Multicomponent Peptide Hydrogels as an Innovative Platform for Cell-Based Tissue Engineering in the Dental Pulp

  • Afami Marina E
  • El Karim Ikhlas
  • About Imad
  • Krasnodembskaya Anna D
  • Laverty Garry
  • Lundy Fionnuala T

  • Antibacterial
  • Antimicrobial
  • Biocompatibility
  • Biofilm
  • Cytokine
  • Dental pulp
  • Growth factor
  • Hydrogel
  • Oral pathogen
  • Secretome


In light of the increasing levels of antibiotic resistance, nanomaterials and novel biologics are urgently required to manage bacterial infections. To date, commercially available self-assembling peptide hydrogels have not been studied extensively for their ability to inhibit micro-organisms relevant to tissue engineering sites such as dental root canals.
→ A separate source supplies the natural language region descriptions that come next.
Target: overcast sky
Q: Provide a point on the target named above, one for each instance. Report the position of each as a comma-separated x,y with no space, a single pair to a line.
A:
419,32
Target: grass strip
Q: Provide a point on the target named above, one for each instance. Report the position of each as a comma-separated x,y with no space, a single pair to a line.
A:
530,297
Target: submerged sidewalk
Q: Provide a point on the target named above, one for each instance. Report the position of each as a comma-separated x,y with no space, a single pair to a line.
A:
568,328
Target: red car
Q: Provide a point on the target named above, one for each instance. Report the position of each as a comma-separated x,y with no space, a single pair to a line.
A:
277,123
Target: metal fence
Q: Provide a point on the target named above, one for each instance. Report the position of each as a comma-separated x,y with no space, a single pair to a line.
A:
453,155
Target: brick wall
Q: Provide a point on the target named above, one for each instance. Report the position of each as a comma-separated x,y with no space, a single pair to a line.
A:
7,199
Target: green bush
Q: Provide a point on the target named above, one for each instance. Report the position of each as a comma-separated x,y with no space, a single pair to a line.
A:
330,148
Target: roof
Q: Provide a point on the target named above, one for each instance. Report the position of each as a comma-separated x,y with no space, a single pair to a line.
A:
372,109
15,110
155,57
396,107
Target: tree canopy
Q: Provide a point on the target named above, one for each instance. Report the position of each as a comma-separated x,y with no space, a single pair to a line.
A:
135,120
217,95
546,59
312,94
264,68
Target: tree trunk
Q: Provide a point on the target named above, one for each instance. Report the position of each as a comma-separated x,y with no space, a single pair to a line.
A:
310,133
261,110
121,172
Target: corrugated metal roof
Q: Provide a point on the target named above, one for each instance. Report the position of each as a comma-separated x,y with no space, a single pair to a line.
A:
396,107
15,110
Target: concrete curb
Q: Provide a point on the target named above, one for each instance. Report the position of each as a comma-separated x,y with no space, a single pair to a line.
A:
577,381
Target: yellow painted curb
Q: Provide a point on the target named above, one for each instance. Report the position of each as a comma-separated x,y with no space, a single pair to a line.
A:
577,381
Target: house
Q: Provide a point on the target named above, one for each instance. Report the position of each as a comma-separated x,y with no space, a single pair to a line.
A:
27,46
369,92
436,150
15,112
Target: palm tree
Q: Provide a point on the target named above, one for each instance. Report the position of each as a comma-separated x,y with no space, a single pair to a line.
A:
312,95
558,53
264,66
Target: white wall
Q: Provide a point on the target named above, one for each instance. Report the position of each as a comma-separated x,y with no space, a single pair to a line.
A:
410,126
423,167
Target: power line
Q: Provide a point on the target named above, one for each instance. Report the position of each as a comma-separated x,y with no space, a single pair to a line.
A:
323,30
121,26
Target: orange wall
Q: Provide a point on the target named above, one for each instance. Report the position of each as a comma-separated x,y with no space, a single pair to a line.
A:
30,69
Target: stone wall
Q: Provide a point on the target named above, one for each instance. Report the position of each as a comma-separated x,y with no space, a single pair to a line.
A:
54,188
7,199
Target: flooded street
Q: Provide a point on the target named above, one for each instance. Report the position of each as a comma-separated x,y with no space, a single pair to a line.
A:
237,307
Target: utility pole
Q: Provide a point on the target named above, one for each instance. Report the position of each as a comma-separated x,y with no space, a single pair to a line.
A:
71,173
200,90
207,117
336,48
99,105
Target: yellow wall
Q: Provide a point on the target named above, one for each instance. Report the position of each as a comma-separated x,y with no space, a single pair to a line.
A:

In this work, we assess the biocompatibility of dental pulp stem/stromal cells with commercially available multicomponent peptide hydrogels. We also determine the effects of dental pulp stem/stromal cell (DPSC) culture in hydrogels on growth factor/cytokine expression. Furthermore, to investigate novel aspects of self-assembling peptide hydrogels, we determine their antimicrobial activity against the oral pathogens Staphylococcus aureus, Enterococcus faecalis, and Fusobacterium nucleatum. We show that self-assembling peptide hydrogels and hydrogels functionalized with the adhesion motif Arg-Gly-Asp (RGD) are biocompatible with DPSCs, and that cells grown in 3D hydrogel cultures produce a discrete secretome compared with 2D-cultured cells. Furthermore, we show that soluble peptides and assembled hydrogels have antimicrobial effects against oral pathogens. Given their antibacterial activity against oral pathogens, biocompatibility with dental pulp stem/stromal cells and enhancement of an angiogenic secretome, multicomponent peptide hydrogels hold promise for translational use.